Scolarisation toujours discutée dans son principe ?

Dans le débat actuel apparaissent des différences dans le rôle qu’on fait jouer à cet accueil, qu’on soit enseignant, maire, parent d’élève ou responsable institutionnel. Notre société s’interroge : « une école oui, pour qui, à quelles conditions, pour quels apprentissages » ? Oui, il y a des apprentissages sur 4 ans pour des enfants non francophones ou qui n’ont pas la chance d’avoir des parents qui leur racontent des histoires le soir, pour les plus démunis, ceux qui ne disposent pas de l’environnement, de la sécurité, du bien-être, de l’hygiène, de l’affection et de l’écoute nécessaires à la croissance intellectuelle ? L’école maternelle va apporter une plus value éducative dans laquelle figurera une part de pédagogie ciblée de façon extrêmement précise sur les capacités, les besoins d’un enfant si jeune.

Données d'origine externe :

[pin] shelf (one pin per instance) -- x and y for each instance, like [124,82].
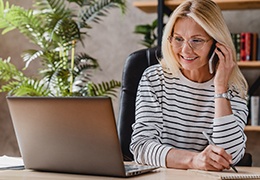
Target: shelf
[249,64]
[150,6]
[252,128]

A 2 ans, l’école est utile, voire nécessaire, si ce n’est pas l’occasion d’une dramatisation affective, si l’accoutumance au grand groupe ( de 12 à 24 élèves) se fait dans de bonnes conditions matérielles.

L’école maternelle est-elle un facteur de réduction des inégalités ?

Elle peut être un facteur de réduction des sources d’échecs pour une partie des enfants, s’ils sont accueillis dans de bonnes conditions avec un vrai projet éducatif et pédagogique où toutes les sections se combinent et s’articulent pour ne pas tronçonner schématiquement l’enfant et les apprentissages en autant d’étapes que de classes d’âge. Réduire les inégalités, c’est ne pas placer trop tôt l’enfant dans un système de compétition, construire sa personne et les éléments de base sur lesquels il sera en sécurité, prendra confiance en lui et élaborera l’image positive du monde et des adultes, aura envie d’apprendre à l’école.

Une école qui ne soit pas un lieu de coercition ou de conditionnement mais d’écoute et d’ouverture.